I do not interpret the two examples as the only reasonable combinations or contradicting, and prefetch as quite unrelated option which aims to prevent the need to send or query for expired cache entries, regardless whether the old or new default mode is used.

But maybe I missed something.

If we run both unbound version:1.22 & new 1.25 with existing dietpi unbound.conf than, newer version is slower as it add 1.8 sec on every dnsquery. also if you count the cache hits are much less as most of the queries come from fresh fetching from root servers(reply received within 1.8 second from root servers). In my home adguard home having multiple upstream one is unbound. in past unbound resolve about 60-70 % queries but after unbound new version upgrade its resolving was less than 10%. the normal cloudflare or opendns are faster than unbound everytime. only after making `serve-expired-client-timeout: 0 ` system go back to normal as old statics. may be it is my personal choice but i thought good to share with everybody here. some of people also complain regarding this in this forum for same problem. https://www.snbforums.com/threads/unbound-low-cache-hit-rate.95332/page-3

It does not add 1.8s to every DNS query: If there is an entry in the DNS cache, and that entry has expired (despite prefetch) for less than 1 day, it allows the (upstream) DNS query to take up to 1.8s, before it serves the expired entry from the cache. But usually, upstream queries are a lot faster. A quick test here took 0.030s for a fresh DNS query, and 0.001s for the same afterwards, as it has been stored in the cache. So upstream is usually still 1-2 magnitude of orders faster than this 1.8s fallback. And for new queries, or such where the cache entry expired for more than serve-expired-ttl: (1 day), Unbound does and always did allow the upstream query to take unlimited time.

Yes, the RFC-compliant serve-expired mode reduces the cache hit rate, but reduces the chance/risk that outdated DNS responses are sent. This is the tradeoff, and we chose to follow Unbound defaults for higher reliability, instead of restoring pre-1.23 defaults for a little cache hit rate gain that most users will still never recognize. prefetch is still enabled to reduce the chance that regularly called DNS queries expire in the first place.

If you want to max out the cache hit rate, you can set serve-expired-client-timeout: 0 of course, or even better, raise cache-min-ttl, which plays very well with prefetch as of the relatively small 10% window.

In my home adguard home having multiple upstream one is unbound.

What for do you use Unbound if you allow other upstreams aside of it? Also note that AdGuard Home as well as Pi-hole (dnsmasq) have their own DNS cache, so Unbound has no real purpose if it is not used for privacy to skip upstream providers, or use upstream DoT.

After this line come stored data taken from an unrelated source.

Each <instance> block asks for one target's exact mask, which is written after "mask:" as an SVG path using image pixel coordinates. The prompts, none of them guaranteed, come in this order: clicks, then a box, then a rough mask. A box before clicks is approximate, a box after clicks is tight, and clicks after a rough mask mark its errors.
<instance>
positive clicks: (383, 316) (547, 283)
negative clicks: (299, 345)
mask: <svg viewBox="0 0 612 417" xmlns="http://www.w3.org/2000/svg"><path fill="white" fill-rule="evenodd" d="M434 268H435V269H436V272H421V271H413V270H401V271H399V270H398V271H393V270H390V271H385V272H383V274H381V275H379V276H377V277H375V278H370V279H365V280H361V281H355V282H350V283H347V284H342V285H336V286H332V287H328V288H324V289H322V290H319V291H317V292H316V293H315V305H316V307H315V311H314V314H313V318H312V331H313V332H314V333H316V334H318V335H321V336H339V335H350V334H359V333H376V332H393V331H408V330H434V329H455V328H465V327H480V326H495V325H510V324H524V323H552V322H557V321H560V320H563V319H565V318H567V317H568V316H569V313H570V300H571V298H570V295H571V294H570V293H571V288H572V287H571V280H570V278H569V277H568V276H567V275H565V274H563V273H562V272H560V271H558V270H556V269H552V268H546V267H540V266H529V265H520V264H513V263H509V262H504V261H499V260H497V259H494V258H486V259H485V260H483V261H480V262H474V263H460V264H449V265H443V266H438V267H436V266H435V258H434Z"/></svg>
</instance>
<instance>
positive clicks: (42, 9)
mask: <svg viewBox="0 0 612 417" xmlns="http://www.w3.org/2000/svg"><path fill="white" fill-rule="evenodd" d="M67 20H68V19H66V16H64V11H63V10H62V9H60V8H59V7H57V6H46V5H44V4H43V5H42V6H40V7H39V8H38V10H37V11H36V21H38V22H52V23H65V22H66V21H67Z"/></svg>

Sure, performance is not really a commonly intended goal of using Unbound. It is a recursive resolver, hence may do multiple queries from DNS root servers to final authoritative name servers, then does DNSSEC on top. Public DNS providers naturally can do that a lot faster, and keep every DNS query in cache with thousands/millions of requests to each of them each second. Of course with a local DNS cache, you can still be faster, but I’d usually rate reliability/accuracy of the response higher than whether it is some centiseconds faster, at least when it is about defaults for software that is commonly used for privacy purpose, not for maxing out DNS performance.

What we could do is exposing the serve-expired-client-timeout: commented out in our config, adding some lines that explain what it does, notably the effect of setting it to 0, to always serve cache entries expired since up to a day, instead querying upstream first.